The driving force behind bringing the unique event to the Capital Region? Jerry Solomon, a sporting events creator and longtime sports agent/manager, who’s been in the business for nearly four decades. Solomon’s written a book on the subject, entitled An Insider’s Guide to Managing Sporting Events, and his long list of clients has included eight-time grand-slam-winning Czech-American tennis champ Ivan Lendl; Olympic gold-medal swimmer Janet Evans; and Shannon Miller, a two-time Olympic gold-medal gymnast. (Solomon’s wife is figure skater Nancy Kerrigan, who won Olympic silver in ’94, despite being brutally attacked at the games.) About his inspiration for the Aurora Games, Solomon says: “I was watching the 2016 Olympics when it occurred to me that there were way more women than men on the US Olympic Team that year.” Though 2012 was the first year that women outnumbered men on the US Olympic Team, with female athletes outnumbering their male counterparts by six, 2016 saw that number jump to 30. “The women were doing much better than the men that year, but I noticed the men were getting the bulk of the coverage,” says Solomon. “And it occurred to me that there should be a standalone sporting event, where women weren’t under the umbrella of male athletes or being compared to them.”
Solomon started discussing the Aurora Games concept with some of the athletes he’d represented and other people he was connected to in the business and everyone seemed to think it was a great idea.

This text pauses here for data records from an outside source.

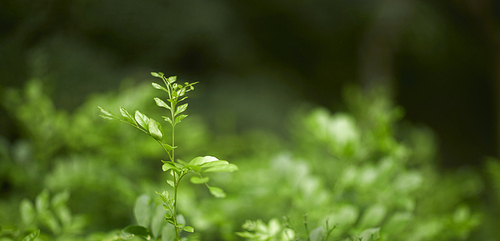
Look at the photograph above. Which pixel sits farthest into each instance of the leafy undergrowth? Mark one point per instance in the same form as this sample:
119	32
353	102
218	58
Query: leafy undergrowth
359	174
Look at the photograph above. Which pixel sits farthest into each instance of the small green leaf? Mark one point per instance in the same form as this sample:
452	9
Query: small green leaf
142	119
106	114
27	211
155	129
214	163
169	166
161	103
157	75
167	119
50	221
198	161
168	147
157	221
142	210
172	79
42	201
180	109
137	231
199	180
217	192
188	229
222	168
128	117
179	118
32	236
159	87
60	199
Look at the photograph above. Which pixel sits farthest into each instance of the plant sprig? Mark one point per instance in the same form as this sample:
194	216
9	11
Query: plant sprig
178	169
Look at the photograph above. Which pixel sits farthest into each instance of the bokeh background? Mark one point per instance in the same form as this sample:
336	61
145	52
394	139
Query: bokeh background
438	58
259	61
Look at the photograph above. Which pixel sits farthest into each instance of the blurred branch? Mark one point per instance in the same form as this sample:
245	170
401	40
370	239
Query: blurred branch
381	41
481	11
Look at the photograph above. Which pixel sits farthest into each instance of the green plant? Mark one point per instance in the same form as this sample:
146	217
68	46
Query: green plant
46	218
178	169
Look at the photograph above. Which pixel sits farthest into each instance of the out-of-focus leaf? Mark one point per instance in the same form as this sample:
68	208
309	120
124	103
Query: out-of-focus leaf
217	192
137	231
199	180
32	236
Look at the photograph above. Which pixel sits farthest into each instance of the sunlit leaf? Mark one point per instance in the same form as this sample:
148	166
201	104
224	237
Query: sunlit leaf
172	79
179	118
32	236
106	114
188	229
198	161
126	115
161	103
27	211
137	231
217	192
169	166
181	109
159	87
142	120
157	74
222	168
155	129
142	210
199	180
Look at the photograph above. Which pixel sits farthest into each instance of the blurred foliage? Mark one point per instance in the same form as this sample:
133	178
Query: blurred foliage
359	169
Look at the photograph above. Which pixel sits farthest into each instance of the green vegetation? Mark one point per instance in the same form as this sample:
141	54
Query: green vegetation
357	174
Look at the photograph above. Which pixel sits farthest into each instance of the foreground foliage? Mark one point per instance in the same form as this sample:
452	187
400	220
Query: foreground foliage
359	174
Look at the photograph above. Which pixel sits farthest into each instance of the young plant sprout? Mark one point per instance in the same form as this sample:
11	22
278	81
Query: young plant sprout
175	95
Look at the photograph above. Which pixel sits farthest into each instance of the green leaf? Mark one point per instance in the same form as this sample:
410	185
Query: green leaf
167	119
168	233
42	201
198	161
106	114
155	129
142	119
157	221
222	168
161	103
199	180
179	118
137	231
169	166
188	229
27	211
49	220
159	87
371	234
180	109
172	79
157	75
217	192
60	199
142	210
128	117
168	147
32	236
163	196
214	163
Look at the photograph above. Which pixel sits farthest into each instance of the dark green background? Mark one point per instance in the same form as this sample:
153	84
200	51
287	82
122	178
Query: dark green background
257	59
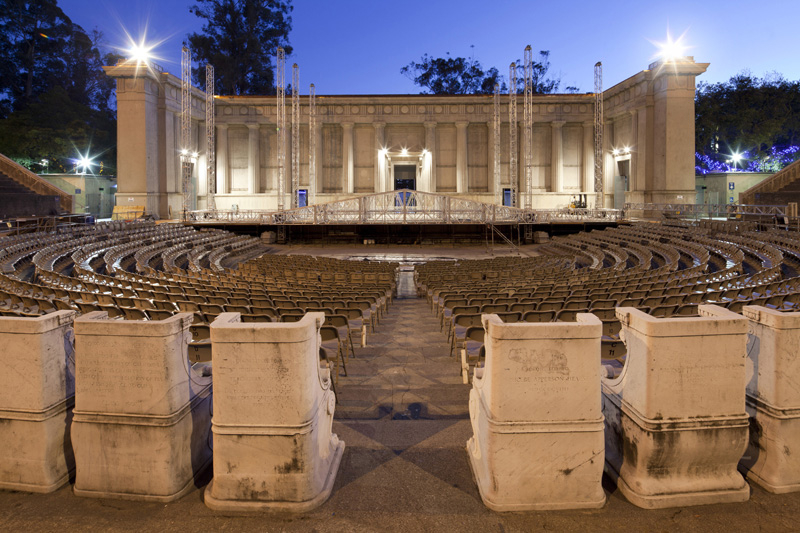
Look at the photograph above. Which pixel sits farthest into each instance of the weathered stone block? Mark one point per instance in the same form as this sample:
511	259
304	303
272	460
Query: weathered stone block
537	424
675	417
773	399
142	413
273	413
37	394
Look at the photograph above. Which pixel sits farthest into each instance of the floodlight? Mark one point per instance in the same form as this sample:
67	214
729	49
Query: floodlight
140	53
670	51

Fast-forward three years and now Solomon is serving as the executive producer of the inaugural games. The six-day competition will group athletes onto one of two teams, Team Americas or Team World, and will see them face off against one another in six different major women’s sports—tennis, gymnastics, basketball, ice hockey, figure skating and volleyball—one for each day of the games. The overall winner of all these sporting events will take home the Babe Didrikson Zaharias Trophy, named for “Babe” Zaharias, the 1932 Olympic gold medalist, professional golfer and all-around athletic polymath. “We’re providing a platform for these great female athletes to really showcase their talents,” says Solomon. “It’s going to be a great opportunity for adults and kids alike to come out and get a taste of what’s going on in the highest echelons of women’s sports.”

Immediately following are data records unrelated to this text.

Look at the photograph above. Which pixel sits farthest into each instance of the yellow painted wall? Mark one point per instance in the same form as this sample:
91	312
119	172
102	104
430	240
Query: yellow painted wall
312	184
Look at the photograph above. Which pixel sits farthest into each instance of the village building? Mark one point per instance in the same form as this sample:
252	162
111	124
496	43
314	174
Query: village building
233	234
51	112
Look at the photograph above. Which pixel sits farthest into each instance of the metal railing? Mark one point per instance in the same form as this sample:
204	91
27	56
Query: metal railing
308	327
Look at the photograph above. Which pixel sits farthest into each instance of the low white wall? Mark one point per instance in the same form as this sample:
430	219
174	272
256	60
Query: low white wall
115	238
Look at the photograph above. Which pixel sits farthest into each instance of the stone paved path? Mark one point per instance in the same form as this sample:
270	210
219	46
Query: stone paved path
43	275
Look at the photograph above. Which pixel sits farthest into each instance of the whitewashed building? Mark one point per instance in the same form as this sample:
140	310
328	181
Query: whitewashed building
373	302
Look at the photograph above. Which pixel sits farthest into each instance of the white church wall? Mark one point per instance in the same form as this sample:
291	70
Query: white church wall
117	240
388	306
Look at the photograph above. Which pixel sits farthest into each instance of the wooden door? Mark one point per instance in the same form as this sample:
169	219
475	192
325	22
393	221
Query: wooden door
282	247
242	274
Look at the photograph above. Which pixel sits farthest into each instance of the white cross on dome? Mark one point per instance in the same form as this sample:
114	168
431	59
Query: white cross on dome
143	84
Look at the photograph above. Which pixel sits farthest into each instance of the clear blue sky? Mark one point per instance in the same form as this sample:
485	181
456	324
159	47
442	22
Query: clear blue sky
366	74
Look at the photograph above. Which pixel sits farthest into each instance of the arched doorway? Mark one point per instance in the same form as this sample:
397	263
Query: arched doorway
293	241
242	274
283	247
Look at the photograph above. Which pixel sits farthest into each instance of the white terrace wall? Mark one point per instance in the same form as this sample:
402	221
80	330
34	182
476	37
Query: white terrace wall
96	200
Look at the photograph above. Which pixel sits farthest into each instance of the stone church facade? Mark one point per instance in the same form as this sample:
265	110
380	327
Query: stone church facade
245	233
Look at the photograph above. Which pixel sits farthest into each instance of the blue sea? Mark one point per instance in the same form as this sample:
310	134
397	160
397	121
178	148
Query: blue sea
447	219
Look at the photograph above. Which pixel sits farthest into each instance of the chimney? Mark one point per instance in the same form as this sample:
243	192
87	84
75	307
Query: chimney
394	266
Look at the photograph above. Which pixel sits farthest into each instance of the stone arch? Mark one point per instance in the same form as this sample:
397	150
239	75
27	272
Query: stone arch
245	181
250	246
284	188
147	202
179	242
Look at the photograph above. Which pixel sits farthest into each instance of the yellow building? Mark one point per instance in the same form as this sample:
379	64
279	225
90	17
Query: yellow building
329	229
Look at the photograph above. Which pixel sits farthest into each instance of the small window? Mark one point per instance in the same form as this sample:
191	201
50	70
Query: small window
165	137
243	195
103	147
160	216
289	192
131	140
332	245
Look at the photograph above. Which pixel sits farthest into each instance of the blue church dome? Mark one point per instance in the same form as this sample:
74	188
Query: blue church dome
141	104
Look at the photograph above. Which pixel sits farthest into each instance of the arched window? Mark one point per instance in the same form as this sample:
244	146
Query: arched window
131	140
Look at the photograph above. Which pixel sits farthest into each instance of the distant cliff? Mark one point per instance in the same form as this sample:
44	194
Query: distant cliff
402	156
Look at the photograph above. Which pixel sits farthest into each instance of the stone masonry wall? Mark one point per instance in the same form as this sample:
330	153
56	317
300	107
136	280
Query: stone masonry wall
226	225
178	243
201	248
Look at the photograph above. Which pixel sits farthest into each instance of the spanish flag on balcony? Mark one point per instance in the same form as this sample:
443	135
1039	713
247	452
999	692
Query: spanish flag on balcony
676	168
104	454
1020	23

Though the opening ceremonies commence on the 20th, the Aurora Games officially kick off Monday evening at 5:30pm, with a free community celebration, featuring live music, a movie screening, meet-and-greets with former Olympians and a fireworks display, all at the Empire State Plaza. All week during the Aurora Games, the Albany Capital Center, which is linked to the Times Union Center and Empire State Plaza via a walkway, will be hosting a free, festival called the Fan Zone. Guests to the event will be treated to everything from sports clinics and seminars to autograph sessions, a table tennis exhibition and a “Conversations with Champions” workshop series led by female champions and empowerment role models.

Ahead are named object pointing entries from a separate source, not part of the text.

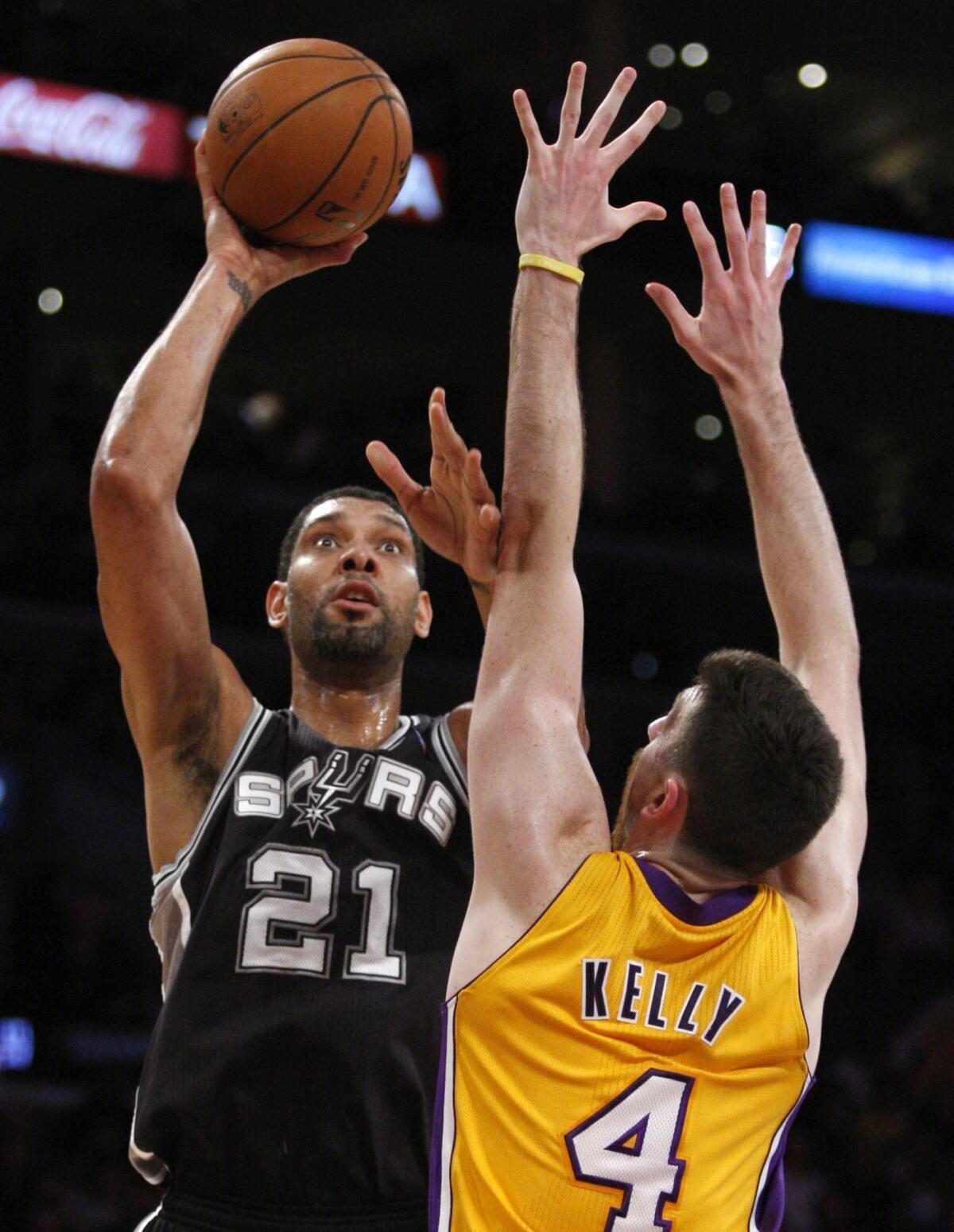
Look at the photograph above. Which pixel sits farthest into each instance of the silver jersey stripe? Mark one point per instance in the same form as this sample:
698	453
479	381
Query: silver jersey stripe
248	736
398	736
147	1163
449	758
449	1126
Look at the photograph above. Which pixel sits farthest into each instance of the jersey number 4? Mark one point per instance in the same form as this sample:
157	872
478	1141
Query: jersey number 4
284	928
631	1145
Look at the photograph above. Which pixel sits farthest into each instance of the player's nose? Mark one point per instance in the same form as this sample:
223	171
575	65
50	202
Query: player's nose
358	558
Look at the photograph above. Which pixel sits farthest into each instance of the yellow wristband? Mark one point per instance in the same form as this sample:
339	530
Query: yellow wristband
550	262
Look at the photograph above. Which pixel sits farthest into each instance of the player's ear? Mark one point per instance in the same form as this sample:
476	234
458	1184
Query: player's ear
277	604
665	808
425	615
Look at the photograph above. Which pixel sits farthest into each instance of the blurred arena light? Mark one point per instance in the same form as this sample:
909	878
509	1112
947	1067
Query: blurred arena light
16	1044
49	300
422	197
694	54
812	76
869	265
672	118
718	103
263	410
645	665
709	428
661	56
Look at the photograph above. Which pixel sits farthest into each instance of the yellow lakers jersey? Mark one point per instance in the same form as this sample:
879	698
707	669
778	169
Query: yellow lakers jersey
631	1063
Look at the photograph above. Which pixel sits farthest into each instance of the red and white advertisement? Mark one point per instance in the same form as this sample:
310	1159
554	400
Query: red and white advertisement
68	123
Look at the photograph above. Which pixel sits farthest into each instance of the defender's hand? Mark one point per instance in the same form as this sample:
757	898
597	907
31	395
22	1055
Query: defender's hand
564	207
456	515
259	269
737	335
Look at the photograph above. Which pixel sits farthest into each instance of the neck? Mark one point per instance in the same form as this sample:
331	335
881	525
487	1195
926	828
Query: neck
347	705
692	874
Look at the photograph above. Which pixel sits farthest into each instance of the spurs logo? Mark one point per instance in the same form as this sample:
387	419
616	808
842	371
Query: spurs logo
331	788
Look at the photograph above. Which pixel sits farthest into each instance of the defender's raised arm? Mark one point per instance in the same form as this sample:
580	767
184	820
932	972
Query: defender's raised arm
184	699
537	806
737	339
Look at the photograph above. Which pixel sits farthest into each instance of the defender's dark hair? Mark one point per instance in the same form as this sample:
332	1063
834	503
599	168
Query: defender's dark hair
359	493
761	763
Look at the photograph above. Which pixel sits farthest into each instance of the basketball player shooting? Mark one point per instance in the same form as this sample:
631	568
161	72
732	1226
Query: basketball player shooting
312	865
630	1032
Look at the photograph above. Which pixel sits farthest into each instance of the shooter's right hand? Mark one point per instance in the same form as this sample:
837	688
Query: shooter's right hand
259	269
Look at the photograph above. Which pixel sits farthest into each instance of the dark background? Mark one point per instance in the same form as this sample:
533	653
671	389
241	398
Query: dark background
665	551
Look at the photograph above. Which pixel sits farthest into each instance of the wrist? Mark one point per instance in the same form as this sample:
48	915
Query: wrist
560	250
233	280
754	389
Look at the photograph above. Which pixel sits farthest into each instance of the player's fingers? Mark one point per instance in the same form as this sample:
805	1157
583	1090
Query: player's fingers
390	471
638	212
477	486
669	306
757	234
734	228
604	114
528	121
630	141
447	441
572	103
490	521
204	175
705	246
308	259
781	273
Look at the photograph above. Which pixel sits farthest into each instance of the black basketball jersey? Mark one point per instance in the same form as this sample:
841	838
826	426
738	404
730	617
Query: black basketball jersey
306	933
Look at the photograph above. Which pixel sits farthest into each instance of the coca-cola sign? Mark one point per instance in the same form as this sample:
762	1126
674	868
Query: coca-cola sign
71	125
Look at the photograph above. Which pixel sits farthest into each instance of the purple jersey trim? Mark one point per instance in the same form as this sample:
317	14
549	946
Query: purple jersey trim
678	903
436	1136
770	1205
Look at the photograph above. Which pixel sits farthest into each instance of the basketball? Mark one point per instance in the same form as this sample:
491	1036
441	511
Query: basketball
308	142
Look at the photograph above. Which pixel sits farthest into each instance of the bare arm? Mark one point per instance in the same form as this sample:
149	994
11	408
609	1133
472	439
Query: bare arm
737	339
184	699
535	804
457	517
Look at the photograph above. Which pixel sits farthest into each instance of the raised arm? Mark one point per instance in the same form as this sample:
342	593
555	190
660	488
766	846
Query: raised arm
184	699
737	339
535	804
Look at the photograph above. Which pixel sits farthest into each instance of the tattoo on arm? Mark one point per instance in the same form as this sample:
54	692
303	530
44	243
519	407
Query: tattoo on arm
242	290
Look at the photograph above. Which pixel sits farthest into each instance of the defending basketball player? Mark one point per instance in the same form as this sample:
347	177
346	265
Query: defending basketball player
629	1032
312	865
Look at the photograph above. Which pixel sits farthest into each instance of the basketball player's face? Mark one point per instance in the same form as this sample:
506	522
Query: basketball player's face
650	768
353	587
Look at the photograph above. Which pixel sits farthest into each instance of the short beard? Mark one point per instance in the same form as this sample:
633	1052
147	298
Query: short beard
317	641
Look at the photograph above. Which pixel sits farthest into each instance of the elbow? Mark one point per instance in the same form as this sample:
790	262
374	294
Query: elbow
120	483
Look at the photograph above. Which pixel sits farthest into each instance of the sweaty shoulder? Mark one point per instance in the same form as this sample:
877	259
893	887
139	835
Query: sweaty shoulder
180	777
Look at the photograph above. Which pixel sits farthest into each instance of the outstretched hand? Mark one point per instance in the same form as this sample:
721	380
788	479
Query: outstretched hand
456	515
737	335
564	207
259	269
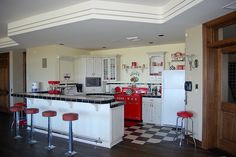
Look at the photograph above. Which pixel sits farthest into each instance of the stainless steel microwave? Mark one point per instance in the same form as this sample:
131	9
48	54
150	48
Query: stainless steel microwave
93	81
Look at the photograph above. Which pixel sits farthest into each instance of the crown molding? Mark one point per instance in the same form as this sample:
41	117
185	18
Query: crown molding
7	42
95	9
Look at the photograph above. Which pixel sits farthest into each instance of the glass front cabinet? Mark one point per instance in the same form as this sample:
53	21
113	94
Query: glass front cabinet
110	68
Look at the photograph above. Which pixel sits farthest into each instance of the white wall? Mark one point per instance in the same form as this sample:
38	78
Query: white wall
35	72
16	75
141	56
194	45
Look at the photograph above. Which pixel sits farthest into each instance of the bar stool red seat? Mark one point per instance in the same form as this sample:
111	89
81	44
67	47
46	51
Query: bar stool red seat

As for why Solomon chose Albany as the site for the inaugural games, he says that had a lot to do with Bob Belber, the Times Union Center’s general manager. “[Belber] and I have known each for quite some time, and he said that he wanted me to bring [the games] to Albany, and only Albany,” says Solomon. He’d previously been thinking of hosting the competition at Madison Square Garden in New York City. “But at the end of August, the people who live in New York City are primarily up near Albany and Saratoga and Lake George, so by going there, we’re really taking it to the same people,” he says. “And it’s just a beautiful area that has so much to offer.” Solomon also cites the area’s connection to the women’s suffrage movement, which this year is celebrating its centennial, as another reason he wanted to bring the games to Upstate New York. “This area was really the cradle of the women’s suffrage movement,” he says. “There’s a lot of symmetry there, which makes it that much more exciting.”